I’ve had a couple of days away from the office and spent some time doing arty stuff with the kids. While we had the table covered in glitter and glue I got them to help me with an extension of the point I was making in my last post on dashboard layouts. I made the claim then that a lot of dashboards we see look like those fuzzy felt pictures we used to play with at school and quite literally throw together. The issue is not the content, it is the way the content is presented and how little thought seemingly goes into that presentation. Here’s what we came up with in a few minutes:

The scary thing is it isn’t a million miles away from what you get if you do a Google image search for ‘Executive Dashboard’. I’m starting to suspect that not a lot of thought has gone into the design of those devices either.
So let’s think a little more about the purpose of the executive dashboard in a modern university:
- inform the university executive about institutional performance
- communicate instantly, clearly and unambiguously
- automatically highlight matters that require attention (not just extremes)
Such a device might do this through:
- comparing actual performance against targets and/or prior periods
- careful selection and limited use of colours and saturations
- intuitive and informative arrangement of elements
- deliberate removal of unnecessary ‘clutter’ such as axis values when providing macro context
- use of simple elements - tables, bar, column, line, sparkline and bullet charts
- dynamic highlighting of data determined to be of high importance
- aesthetically clean and appealing presentation of information
If you review your favourite local BI report, the one you’re really proud of, does it achieve any of the above? I did and it didn’t, but the change needed is underway. When you do make change in light of improved understanding, the improvement really is quite obvious and something that can be learned.
I’ve actually been reading and learning (a lot) about visualisation for a little while now and I know there is a wealth of information out there to help us avoid building fuzzy felt disasters, but they just keep on coming.
I personally cringe when I see a lot of presentations, television commercials (oh don’t even go there) and magazine ads. Does that make me a visualisation snob? I guess it could but it also makes me want to evangelise even more. I firmly believe part of our role as BI/DW professionals is to do a great job of communicating information.

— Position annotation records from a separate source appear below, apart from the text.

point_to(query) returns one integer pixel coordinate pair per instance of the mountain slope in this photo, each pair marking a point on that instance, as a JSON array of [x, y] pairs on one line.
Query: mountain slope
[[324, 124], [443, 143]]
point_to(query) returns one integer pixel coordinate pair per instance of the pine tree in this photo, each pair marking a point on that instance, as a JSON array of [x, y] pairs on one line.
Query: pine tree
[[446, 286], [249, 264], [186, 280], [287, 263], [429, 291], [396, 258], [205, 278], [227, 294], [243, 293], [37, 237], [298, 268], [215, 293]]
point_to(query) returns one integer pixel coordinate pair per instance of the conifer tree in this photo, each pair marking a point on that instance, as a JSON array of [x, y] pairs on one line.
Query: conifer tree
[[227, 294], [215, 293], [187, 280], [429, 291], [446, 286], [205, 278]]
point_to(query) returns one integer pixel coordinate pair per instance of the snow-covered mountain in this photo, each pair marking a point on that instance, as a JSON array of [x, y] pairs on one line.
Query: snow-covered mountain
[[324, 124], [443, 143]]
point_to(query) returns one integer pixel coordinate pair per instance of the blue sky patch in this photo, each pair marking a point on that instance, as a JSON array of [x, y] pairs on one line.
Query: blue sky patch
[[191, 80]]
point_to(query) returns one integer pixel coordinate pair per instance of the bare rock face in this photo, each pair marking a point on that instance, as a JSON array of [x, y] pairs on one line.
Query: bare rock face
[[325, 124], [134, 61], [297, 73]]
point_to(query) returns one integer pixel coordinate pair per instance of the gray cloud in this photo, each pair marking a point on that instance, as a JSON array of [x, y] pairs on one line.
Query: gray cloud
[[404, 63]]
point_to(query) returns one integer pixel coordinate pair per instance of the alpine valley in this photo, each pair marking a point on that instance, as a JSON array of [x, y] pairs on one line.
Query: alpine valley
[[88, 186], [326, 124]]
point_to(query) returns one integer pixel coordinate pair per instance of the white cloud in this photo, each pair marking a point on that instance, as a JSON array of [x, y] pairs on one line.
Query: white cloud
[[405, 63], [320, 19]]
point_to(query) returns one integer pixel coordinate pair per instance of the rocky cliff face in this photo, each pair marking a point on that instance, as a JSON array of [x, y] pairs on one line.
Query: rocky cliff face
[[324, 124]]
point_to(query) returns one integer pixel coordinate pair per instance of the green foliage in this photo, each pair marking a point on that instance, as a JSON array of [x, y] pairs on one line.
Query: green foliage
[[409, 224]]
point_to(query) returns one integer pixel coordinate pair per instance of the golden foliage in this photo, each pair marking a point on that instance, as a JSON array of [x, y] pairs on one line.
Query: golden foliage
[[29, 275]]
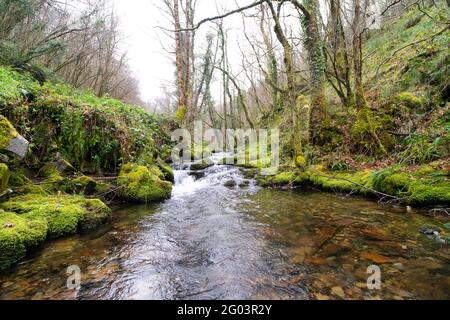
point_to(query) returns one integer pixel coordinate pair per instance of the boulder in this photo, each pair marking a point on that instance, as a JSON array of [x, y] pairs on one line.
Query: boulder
[[18, 146], [143, 184], [200, 165], [10, 140]]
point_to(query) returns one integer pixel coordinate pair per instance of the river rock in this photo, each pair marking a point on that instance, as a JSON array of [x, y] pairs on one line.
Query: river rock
[[375, 257], [432, 233], [18, 146], [63, 166], [230, 184]]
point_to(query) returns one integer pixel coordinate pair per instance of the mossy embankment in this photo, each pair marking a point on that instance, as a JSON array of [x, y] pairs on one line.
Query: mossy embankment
[[422, 186], [83, 148]]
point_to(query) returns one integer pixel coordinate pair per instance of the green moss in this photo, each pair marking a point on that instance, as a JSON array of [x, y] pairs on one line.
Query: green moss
[[200, 165], [391, 181], [409, 100], [300, 161], [284, 178], [97, 213], [4, 177], [18, 178], [143, 184], [84, 184], [7, 132], [64, 215], [422, 193], [181, 113], [51, 174], [341, 181], [166, 170], [18, 234]]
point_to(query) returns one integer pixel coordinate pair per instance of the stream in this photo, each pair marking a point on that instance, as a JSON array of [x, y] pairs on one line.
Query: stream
[[243, 242]]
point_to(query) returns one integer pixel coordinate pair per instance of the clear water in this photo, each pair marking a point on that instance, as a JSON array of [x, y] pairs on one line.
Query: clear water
[[213, 242]]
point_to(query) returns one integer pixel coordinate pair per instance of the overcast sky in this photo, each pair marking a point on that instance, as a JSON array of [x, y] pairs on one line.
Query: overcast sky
[[143, 41]]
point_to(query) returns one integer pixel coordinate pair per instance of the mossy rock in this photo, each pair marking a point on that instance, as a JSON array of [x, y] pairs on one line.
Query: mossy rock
[[143, 184], [166, 170], [18, 178], [392, 183], [64, 215], [51, 174], [300, 162], [4, 177], [7, 132], [97, 214], [19, 234], [84, 184]]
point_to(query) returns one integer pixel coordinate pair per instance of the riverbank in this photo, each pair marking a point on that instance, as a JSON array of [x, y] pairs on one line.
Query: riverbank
[[64, 153], [210, 241], [418, 186]]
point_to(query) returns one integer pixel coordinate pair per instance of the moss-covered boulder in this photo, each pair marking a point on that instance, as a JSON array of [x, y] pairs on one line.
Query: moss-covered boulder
[[19, 234], [166, 170], [143, 184], [64, 214], [7, 132], [27, 221], [83, 184], [4, 177]]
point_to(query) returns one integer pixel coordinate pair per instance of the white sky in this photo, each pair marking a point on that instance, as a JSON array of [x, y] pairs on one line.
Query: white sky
[[139, 20]]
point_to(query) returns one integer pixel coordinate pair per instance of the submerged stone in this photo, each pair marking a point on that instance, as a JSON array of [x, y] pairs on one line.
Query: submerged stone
[[143, 184], [18, 146]]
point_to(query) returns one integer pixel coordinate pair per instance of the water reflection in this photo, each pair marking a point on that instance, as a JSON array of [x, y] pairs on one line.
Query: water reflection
[[213, 242]]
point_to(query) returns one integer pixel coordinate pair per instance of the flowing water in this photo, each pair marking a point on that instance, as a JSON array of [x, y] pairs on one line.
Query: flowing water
[[243, 242]]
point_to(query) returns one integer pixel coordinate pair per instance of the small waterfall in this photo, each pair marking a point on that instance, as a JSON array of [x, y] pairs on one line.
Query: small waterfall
[[186, 182]]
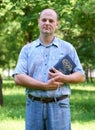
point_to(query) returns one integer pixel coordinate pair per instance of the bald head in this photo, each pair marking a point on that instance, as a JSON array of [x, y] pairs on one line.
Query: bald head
[[49, 11]]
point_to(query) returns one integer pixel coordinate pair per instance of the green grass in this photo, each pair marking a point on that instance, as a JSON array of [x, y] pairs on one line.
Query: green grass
[[12, 114]]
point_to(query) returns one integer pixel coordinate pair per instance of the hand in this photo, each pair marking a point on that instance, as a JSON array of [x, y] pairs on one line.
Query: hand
[[53, 73], [52, 84]]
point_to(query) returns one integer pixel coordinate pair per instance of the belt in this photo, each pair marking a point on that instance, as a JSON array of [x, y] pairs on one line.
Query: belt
[[47, 100]]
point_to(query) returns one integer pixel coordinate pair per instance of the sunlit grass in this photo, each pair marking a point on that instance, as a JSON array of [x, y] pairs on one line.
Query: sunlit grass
[[12, 114]]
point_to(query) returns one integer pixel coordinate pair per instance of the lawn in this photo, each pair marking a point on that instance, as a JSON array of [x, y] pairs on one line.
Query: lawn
[[12, 114]]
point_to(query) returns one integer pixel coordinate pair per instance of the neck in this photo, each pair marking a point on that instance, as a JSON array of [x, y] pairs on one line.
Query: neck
[[46, 39]]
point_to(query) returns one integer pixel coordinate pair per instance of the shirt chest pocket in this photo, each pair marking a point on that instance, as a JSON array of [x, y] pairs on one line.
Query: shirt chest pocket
[[55, 58]]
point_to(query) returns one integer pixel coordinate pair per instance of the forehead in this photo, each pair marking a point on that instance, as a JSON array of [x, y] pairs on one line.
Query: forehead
[[48, 13]]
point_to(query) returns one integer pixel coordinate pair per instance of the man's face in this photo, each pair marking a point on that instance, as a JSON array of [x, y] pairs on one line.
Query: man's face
[[48, 22]]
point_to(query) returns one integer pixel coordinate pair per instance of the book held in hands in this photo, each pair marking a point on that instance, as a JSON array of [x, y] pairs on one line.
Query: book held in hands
[[65, 65]]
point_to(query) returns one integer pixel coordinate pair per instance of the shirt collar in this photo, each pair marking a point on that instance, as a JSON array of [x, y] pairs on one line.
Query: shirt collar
[[54, 42]]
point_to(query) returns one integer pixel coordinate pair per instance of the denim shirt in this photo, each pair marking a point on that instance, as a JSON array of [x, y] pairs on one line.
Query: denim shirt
[[36, 59]]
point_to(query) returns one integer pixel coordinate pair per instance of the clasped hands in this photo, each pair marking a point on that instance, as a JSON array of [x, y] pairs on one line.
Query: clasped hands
[[55, 81]]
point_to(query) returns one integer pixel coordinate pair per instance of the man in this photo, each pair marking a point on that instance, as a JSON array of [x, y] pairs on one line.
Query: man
[[47, 106]]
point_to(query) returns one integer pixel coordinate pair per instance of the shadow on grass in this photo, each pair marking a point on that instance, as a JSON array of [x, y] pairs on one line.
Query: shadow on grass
[[14, 107], [82, 105]]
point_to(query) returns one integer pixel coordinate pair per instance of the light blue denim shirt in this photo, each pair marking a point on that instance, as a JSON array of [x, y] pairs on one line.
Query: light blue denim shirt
[[36, 59]]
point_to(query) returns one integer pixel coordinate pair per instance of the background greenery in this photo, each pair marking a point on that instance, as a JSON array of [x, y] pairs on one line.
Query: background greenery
[[12, 114], [18, 26]]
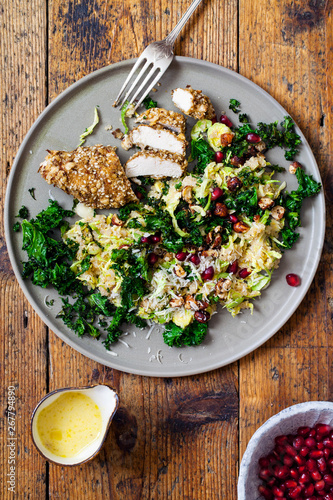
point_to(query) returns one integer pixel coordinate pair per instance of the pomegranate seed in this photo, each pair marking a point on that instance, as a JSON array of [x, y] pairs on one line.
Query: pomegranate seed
[[216, 193], [290, 450], [263, 462], [316, 454], [323, 429], [233, 218], [328, 478], [224, 119], [322, 464], [295, 492], [316, 475], [293, 279], [139, 195], [303, 431], [219, 156], [290, 483], [233, 267], [155, 239], [298, 442], [152, 259], [328, 443], [208, 273], [253, 138], [310, 443], [304, 478], [195, 259], [265, 492], [244, 273], [309, 490], [181, 256], [288, 460], [320, 485], [294, 474], [311, 464], [304, 451]]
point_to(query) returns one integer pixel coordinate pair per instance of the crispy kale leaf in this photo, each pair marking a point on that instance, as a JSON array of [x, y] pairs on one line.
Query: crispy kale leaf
[[193, 334]]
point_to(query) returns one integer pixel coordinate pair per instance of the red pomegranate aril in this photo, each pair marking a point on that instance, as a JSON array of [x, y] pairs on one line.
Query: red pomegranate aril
[[288, 460], [303, 431], [195, 259], [263, 462], [320, 485], [208, 273], [310, 443], [316, 475], [295, 492], [216, 193], [328, 478], [233, 267], [219, 156], [224, 119], [253, 138], [233, 218], [155, 239], [277, 491], [290, 483], [152, 259], [290, 450], [181, 256], [323, 429], [293, 279], [244, 273], [298, 442], [316, 454], [322, 464], [304, 478], [311, 464], [309, 490], [265, 492]]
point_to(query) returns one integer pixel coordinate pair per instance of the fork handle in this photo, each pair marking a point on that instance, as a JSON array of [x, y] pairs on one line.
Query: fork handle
[[171, 37]]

The better and more developed our appreciation of good design, the better our communication, and as everyone keeps telling me these days, you can’t communicate too much.
If you’re curious about your ability to judge between good and bad graph design then have a go at Stephen Few’s Graph Design IQ Test and if you think you need some help then his book Information Dashboard Design should probably be on your desk (a lot of this also applies to BI report design too by the way).

There’s nothing wrong with being a ‘visualisation snob’, perhaps tempered to ‘visualisation savvy’. My favourite graffiti grab is : ‘eschew obfuscation’ and that is what our role in this business should always be. Unfortunately we are up against spinning dials and flashing lights that can all too easily bedazzle, and don’t the BI software salespeople know it. So we do have to keep fighting the good fight and constantly reiterating that less is more.